3
Yorum
6
Beğeni
5,0
Puan
733
Okunma
Padişah tahttan indi ve yaklaştı Behnaz’a:
“Güzelliğin bu gece medh u senaya sezâ.”
“Dilerim eğlenirsin, hüznünden eser kalmaz.”
“Mutlu olasın diye versem sim u zer kalmaz”
“Şunun şurasında ne kaldı ki terk-i cana.”
“Varsa bir arzun söyle şimdi fani babana.”
Behnaz koluna girdi, yürürken padişahın:
Ve dedi ki:“Yoktu ki tac u tahta tamahın.”
“Babacığım cenneti olsun Allah’ın lütfu”
“Kötülüğü nehyedip emrederdin marufu.”
“Cabilka’yı hikmetle, hukukla imar ettin.”
“Zalimlere dağları topraktan mezar ettin.”
“Dolaşıyor sayende, beraber kurtla kuzu.”
“Vicdanın elindeydi hep kantarın topuzu.”
“Halkının nazarında muteberdin daima.”
“İçten tebbesüm ile müzeyyen idi sima.”
“Kaşların çatık halde görmediler bir defa.”
“Katiyyen eylemedin, halkına cevr u cefa.”
“Herkes senden razıdır, Rabbim de razı ola.”
“Yürüdün doğru yolda, sapmadın sağa, sola.”
“Amin,” dedi padişah, Behnaz’a tebbesümle.
“Beraat etsem yeter, o gün affa hükümle.”
“Hadi gidelim, bekler, bizi güzide zatlar.”
“Okunuyordur şimdi, methiyeler, naatlar.”
“Bu gece senin gecen, eğlen sabaha kadar.”
“Bahtiyar olacağım sen olursan berhudar.”
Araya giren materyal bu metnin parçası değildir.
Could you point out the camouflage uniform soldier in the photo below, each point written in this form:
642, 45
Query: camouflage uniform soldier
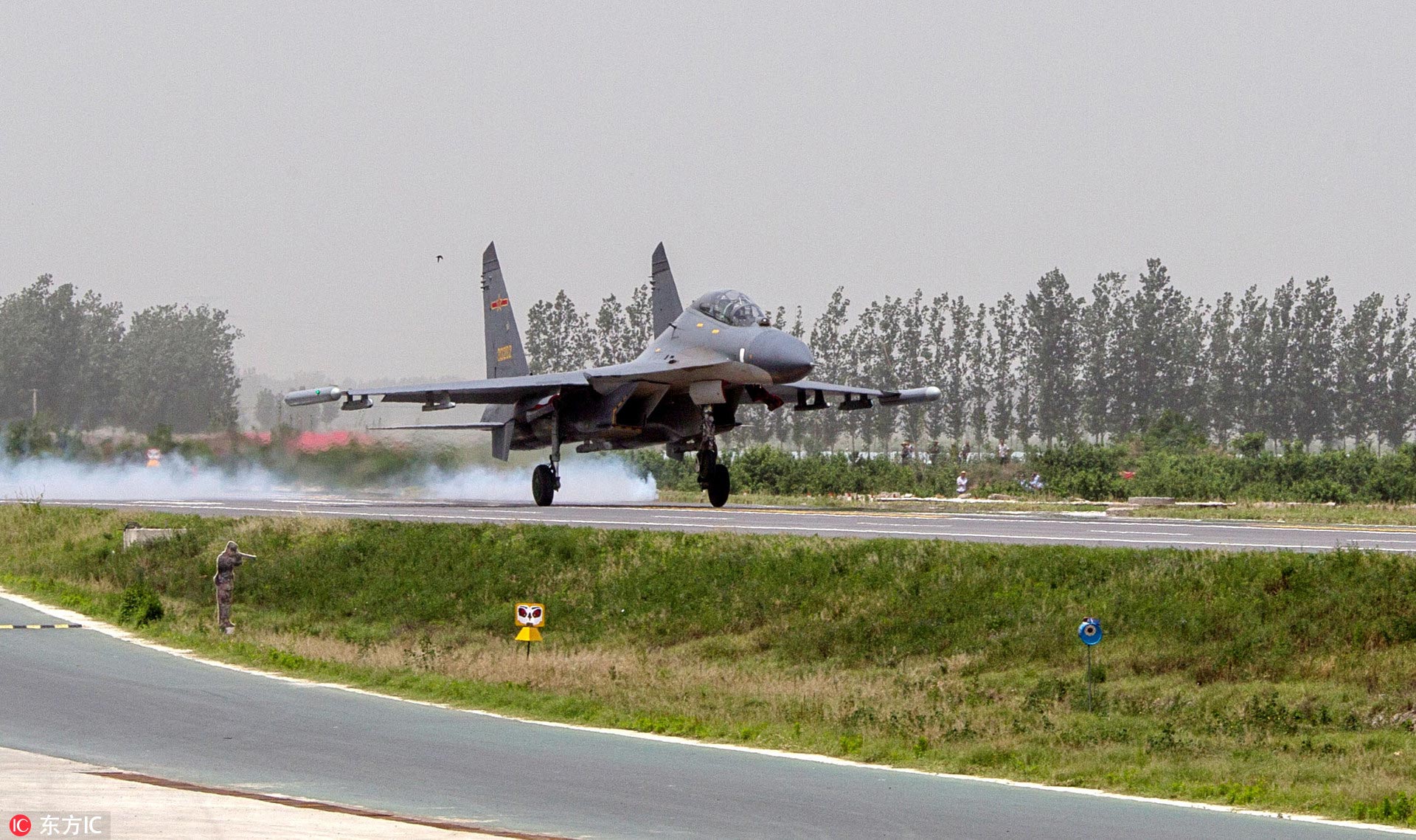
227, 563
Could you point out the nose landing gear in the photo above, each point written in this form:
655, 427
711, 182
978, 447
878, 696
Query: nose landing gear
712, 476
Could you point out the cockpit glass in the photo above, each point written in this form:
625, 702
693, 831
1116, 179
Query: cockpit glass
731, 308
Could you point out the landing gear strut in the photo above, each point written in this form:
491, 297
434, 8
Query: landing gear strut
546, 479
712, 476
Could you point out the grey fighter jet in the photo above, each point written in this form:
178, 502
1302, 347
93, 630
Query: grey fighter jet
681, 392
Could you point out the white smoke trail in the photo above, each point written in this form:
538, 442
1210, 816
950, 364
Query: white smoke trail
176, 479
588, 481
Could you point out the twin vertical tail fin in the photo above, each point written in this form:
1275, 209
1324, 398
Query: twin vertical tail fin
506, 357
667, 306
504, 353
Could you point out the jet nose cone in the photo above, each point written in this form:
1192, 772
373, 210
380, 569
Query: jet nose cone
783, 357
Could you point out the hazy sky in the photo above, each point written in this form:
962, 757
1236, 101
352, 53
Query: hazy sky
302, 163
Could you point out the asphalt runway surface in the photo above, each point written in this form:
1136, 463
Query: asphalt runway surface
979, 527
86, 696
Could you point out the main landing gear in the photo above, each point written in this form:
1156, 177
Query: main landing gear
712, 476
546, 479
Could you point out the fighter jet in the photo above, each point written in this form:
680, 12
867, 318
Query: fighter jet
681, 392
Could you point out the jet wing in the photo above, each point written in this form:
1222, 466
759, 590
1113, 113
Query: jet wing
499, 392
809, 395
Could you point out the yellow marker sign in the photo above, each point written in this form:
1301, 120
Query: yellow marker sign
529, 618
530, 615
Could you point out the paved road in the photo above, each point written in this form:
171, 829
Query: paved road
991, 527
89, 697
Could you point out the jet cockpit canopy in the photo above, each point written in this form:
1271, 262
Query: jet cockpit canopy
731, 308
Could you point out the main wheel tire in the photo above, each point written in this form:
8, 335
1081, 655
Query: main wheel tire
543, 485
718, 486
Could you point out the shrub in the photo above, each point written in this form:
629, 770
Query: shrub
139, 605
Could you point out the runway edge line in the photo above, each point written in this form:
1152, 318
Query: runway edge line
89, 624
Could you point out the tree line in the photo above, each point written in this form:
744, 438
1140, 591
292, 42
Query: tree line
1058, 366
75, 360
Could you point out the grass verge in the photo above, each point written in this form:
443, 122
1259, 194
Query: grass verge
1269, 680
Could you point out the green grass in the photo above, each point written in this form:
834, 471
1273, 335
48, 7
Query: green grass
1286, 512
1265, 678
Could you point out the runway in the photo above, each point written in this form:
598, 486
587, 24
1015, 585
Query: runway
91, 697
982, 527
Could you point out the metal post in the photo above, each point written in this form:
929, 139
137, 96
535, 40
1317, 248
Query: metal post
1088, 678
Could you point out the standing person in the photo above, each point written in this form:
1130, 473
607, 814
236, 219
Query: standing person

“Kapıyı git aç!” dedi padişah hizmetkara
Onlar çıkarken hadim, çekildi bir kenara
Gözleri kapıdaydı meraklı mihmânların
Yüzlerinde makesti, manası sühânların
Hiç görmemişti gözler böyle bir mehpâreyi
Muhtemel mah sanırdı hiç bilmeyen hâreyi
Beyaz elbisesiyle arz-ı endam eyledi
Misafirler de ona, çok ihtiram eyledi
Sesi duyuluyordu neyin, udun, deflerin
İncileri döküldü, kalp denen sedeflerin
En güzel sözler vardı sazların tellerinde
Raksediyordu güzeller elleri bellerinde
Velakin Behnaz’daydı, misafirlerin gözü
Gülmüyordu yine de kızın hüzünlü yüzü
Bu dikkatini çekti sultan-ı Hindistan’ın
Hoşuna da gitmişti güzelliği Mugan’ın
Kapkara gözlerinde, maha döndü çehresi
Değişti birden aşk ve güzellik mefkuresi
S / ÂYE 26 HAZİRAN 2018 / CABİLKA
Kelime:
Sim u zer: altın gümüş
Mihman: konuk
Berhüdar: Mutluluğa erişmiş olan, ongun, mesut, bahtiyar.